Attorney dismisses threat of lawsuit against Dominica PM
ROSEAU, Dominica (CMC) — An attorney for Prime Minister Roosevelt Skerrit Tuesday dismissed a threat by an opposition legislator and attorney that he “has the right to institute private criminal proceedings” against the head of government over remarks he made during a national address last Friday.
Joshua Francis in a statement said that Skerrit in his radio and television broadcast last Friday breached the Sexual Offences Act and that media houses may also be “equally culpable”.
The United Workers Party (UWP) legislator said “Skerrit was very irresponsible, reckless and/or grossly negligent and ought to have known better as the head of the executive in the Commonwealth of Dominica” because the legislation “prohibits any matter that is likely to lead members of the public to identify a person as the complainant or as the accused in relation to a charge with an offence under this Act, subject to an exception by operation of law.

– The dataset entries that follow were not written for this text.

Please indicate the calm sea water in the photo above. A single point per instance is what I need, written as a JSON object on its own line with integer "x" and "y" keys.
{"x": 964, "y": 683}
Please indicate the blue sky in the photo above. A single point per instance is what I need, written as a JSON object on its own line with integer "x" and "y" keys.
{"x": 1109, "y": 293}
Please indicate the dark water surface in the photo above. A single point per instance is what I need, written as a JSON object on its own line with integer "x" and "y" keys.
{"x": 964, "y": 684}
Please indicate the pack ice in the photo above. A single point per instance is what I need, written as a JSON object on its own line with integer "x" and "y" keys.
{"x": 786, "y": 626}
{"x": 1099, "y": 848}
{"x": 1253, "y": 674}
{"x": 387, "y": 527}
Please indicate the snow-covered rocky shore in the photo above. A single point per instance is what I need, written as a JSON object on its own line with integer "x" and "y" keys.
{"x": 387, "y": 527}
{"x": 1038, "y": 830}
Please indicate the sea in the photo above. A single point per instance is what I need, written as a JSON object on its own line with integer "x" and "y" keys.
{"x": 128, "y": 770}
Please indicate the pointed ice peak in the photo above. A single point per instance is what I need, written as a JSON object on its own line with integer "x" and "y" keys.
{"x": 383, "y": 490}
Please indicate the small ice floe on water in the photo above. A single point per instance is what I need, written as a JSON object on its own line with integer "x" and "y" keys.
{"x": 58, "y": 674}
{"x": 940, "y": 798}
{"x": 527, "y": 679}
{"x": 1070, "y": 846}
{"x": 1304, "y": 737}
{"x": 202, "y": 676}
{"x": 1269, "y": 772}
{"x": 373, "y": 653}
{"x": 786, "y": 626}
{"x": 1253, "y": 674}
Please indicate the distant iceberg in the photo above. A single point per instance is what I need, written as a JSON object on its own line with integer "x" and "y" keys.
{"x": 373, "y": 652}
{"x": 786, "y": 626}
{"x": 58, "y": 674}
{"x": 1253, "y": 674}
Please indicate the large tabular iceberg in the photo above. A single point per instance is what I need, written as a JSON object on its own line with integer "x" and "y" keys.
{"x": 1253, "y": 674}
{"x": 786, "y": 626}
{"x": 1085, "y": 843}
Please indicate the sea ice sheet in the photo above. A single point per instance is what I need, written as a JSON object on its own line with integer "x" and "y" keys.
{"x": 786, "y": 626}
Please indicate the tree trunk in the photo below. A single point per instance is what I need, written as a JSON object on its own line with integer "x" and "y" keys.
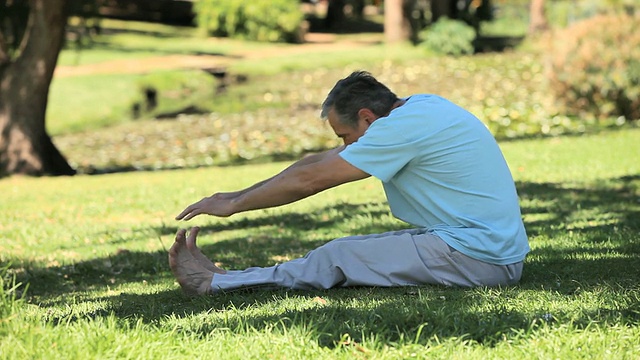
{"x": 538, "y": 19}
{"x": 25, "y": 146}
{"x": 397, "y": 26}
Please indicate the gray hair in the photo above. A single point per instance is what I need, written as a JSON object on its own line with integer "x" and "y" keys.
{"x": 357, "y": 91}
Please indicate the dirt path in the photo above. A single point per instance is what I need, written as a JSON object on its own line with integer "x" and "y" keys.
{"x": 315, "y": 42}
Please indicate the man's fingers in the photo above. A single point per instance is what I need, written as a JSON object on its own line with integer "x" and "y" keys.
{"x": 185, "y": 212}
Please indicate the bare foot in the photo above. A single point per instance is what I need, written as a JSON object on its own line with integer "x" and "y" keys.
{"x": 194, "y": 278}
{"x": 198, "y": 255}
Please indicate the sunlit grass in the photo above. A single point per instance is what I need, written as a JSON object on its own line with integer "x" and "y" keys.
{"x": 93, "y": 251}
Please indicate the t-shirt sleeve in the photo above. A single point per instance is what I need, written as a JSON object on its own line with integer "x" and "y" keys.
{"x": 381, "y": 152}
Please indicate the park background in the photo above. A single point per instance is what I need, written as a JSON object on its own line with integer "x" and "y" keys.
{"x": 152, "y": 116}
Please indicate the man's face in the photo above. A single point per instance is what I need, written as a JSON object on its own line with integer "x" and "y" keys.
{"x": 347, "y": 133}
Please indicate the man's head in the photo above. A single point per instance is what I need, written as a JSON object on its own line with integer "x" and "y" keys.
{"x": 354, "y": 103}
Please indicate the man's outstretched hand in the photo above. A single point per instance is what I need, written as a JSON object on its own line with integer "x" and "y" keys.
{"x": 219, "y": 204}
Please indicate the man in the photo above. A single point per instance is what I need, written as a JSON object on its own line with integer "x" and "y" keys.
{"x": 442, "y": 172}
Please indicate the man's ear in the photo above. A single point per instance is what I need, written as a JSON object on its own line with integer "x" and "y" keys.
{"x": 367, "y": 115}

Francis, who is among three high profile individuals, including a former government minister embroiled in allegations of sexual misconduct with a minor, said he has filed a formal complaint with the police.
“The report calls for an investigation into the matter. Should the police department of the Commonwealth of Dominica fail in its constitutional and natural duties to investigate and to act appropriately; the complainant has the right to institute private criminal proceedings against Roosevelt Skerrit, the Prime Minister of the Commonwealth of Dominica,” Francis said in the statement.
But Senior Counsel Anthony Astaphan has dismissed the statement, noting that he is at a loss as to how “a prime minister could possibly disclose something contrary to the Sexual Offences Act when it is public knowledge, both by statements made the executive and leadership of the United Workers Party, by their decision to expel him as deputy leader…and by his own statements that are quoted in newspaper articles for Mr Joshua Francis to make the allegation that the prime minister has “disclosed anything”.
“I don’t know how you could disclose something that is public knowledge,” Astaphan told the Caribbean Media Corporation (CMC).
Francis said that under the Sexual Offences Act a person who publishes or broadcast any matter in contravention of subsection (1) is guilty of an offence and liable on conviction to a fine of fifty thousand dollars and to imprisonment for three years.